- American theatrical release poster
- Directed by: Alvin Rakoff
- Written by: Patrick Alexander
- Produced by: John Clein
- Starring: Diana Dors Herbert Lom Eddie Constantine
- Cinematography: Jack Asher
- Edited by: Lee Doig
- Music by: Ken Jones
- Production company: United Co Productions
- Distributed by: British Lion Films
- Release date: 1958;
- Running time: 86 minutes
- Country: United Kingdom
- Language: English
- Budget: $180,000

= Passport to Shame =

1958 British film by Alvin Rakoff

Passport to Shame (also known as Room 43 and Room Forty Three), is a 1958 British drama film directed by Alvin Rakoff and starring Diana Dors and Herbert Lom. It was written by Patrick Alexander.

A young French woman becomes embroiled in a life of prostitution.

==Plot==
Nick Biaggi runs a finance company that provides unsecured loans to naïve young women – a facade for manipulating them into prostitution.

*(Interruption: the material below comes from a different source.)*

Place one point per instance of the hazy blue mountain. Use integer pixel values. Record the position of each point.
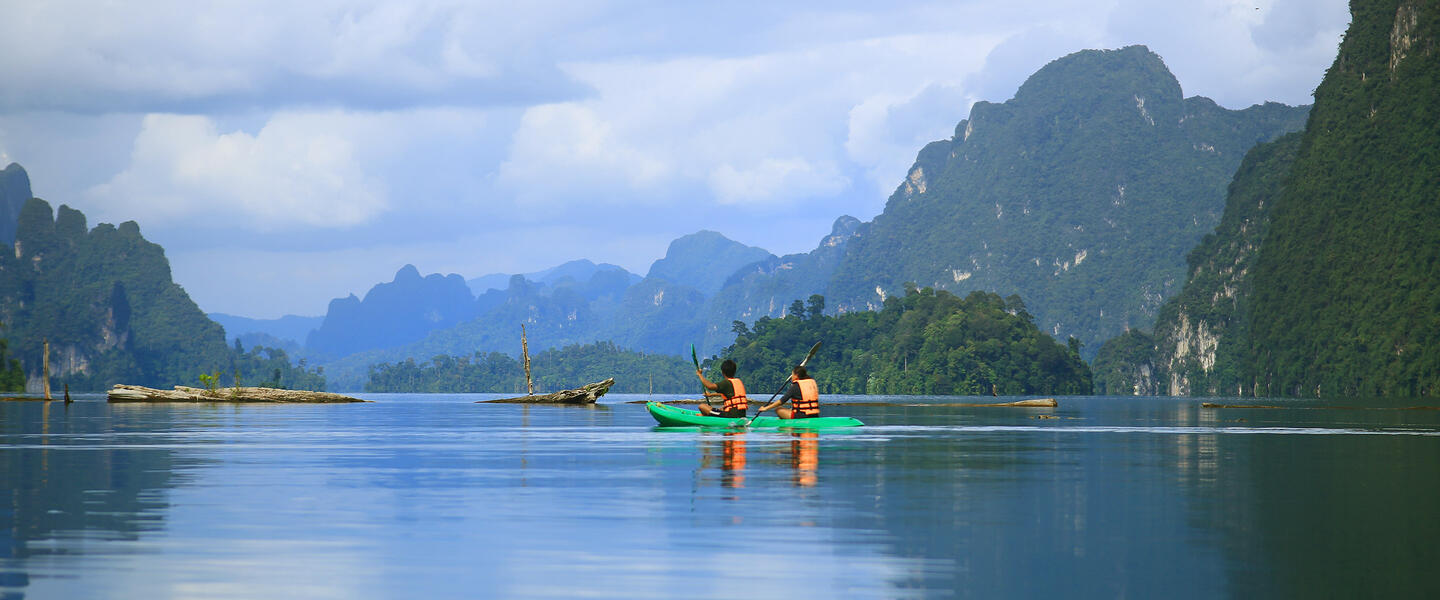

He recruits many of these women from abroad and to get them passports arranges "husbands" for them in marriages of convenience. His newest recruit is Marie Louise "Malou" Beaucaire and her sham husband will be Johnny McVey, a Canadian cab driver who owes money to Nick.

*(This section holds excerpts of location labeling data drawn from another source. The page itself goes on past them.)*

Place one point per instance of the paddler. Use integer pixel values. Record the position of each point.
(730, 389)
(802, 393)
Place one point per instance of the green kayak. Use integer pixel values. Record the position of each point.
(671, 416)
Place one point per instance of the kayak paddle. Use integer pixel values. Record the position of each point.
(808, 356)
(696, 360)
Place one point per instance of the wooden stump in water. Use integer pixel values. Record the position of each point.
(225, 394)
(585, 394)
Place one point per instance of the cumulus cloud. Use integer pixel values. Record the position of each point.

When Nick meets Malou he assumes she is already a prostitute and is amused when she tells him she is not. Malou believes that she has been hired as a companion to an upper class British woman, and Nick has established her in a nice house, where she meets Vicki.

Nick blackmails Malou into engaging in street sex work, and threatens to disfigure her if she doesn't comply. Johnny locates and rescues her. Subsequently, Nick and his gang recapture Malou and assault Johnny, while fellow cab driver Mike grows close to Vicki, who after her sister's suicide rebels against Nick and tells Johnny where Malou is held captive. Johnny rescues Malou once more. Cabdrivers converge on Nick's bordello and fight a pitched battle against Nick's gang while Vicki, Johnny and Malou escape. Nick falls to his death.

==Cast==
- Odile Versois as Marie Louise 'Malou' Beaucaire
- Herbert Lom as Nick Biaggi
- Eddie Constantine as Johnny McVey
- Diana Dors ('guest star') as Vicki
- Brenda de Banzie as Aggie
- Robert Brown as Mike
- Elwyn Brook-Jones as Solicitor Heath
- Jackie Collins as English girl
- Lana Morris as girl
- Steve Plytas as French restaurant manager
- Cyril Shaps as Willie
- Denis Shaw as Mac
- Margaret Tyzack as June, Heath's secretary
- Joan Sims as Miriam, phone operator in the taxi office
- Pauline Stroud as Maria
- Michael Caine as man getting married (uncredited)
- Anne Reid as woman getting married (uncredited)
- Maurice Bush as client, dream sequence (uncredited)
- Emil Stemler as waiter (uncredited)

== Production ==
Filming began on 3 July 1958 and took six weeks. The camera operator was Nicolas Roeg. Ron Randell was originally announced to star.

This was Eddie Constantine's first English-language film.

==Reception==
The Los Angeles Times said: "the picture is rather well done."

The Monthly Film Bulletin called it a "wildly incredible story" which "...must be the most wholeheartedly absurd prostitute drama yet. Motivations are mysterious and characterisations grotesque. Connoisseurs of the bizarre may relish some of the production's most ambitious moments."

Variety said: "Though a familiar entry in characters and general action, it has a plus in fairly unfettered looks at prostitution in London and the workings of a white slave ring. It looks to have exploitation facets for Yank dualer chances and its “X” certificate in England should also help at the boxoffice."

Leslie Halliwell said: "Would-be seamy melodrama which just about serves its purpose."

The Radio Times Guide to Films gave the film 3/5 stars, writing: "In the late 1950s, the BBFC reluctantly allowed producers to tackle prostitution as long as the films masqueraded as "Awful Warnings". This typical example has poor French waif Odile Versois coming to England and tricked into working for a brothel run by evil Herbert Lom. A cheap, tawdry and fascinating piece of vintage sexploitation. Way down the cast list, Michael Caine plays a bridegroom."

For Filmink, Stephen Vagg wrote: "Dors was the second female lead, once again better than the actual female lead".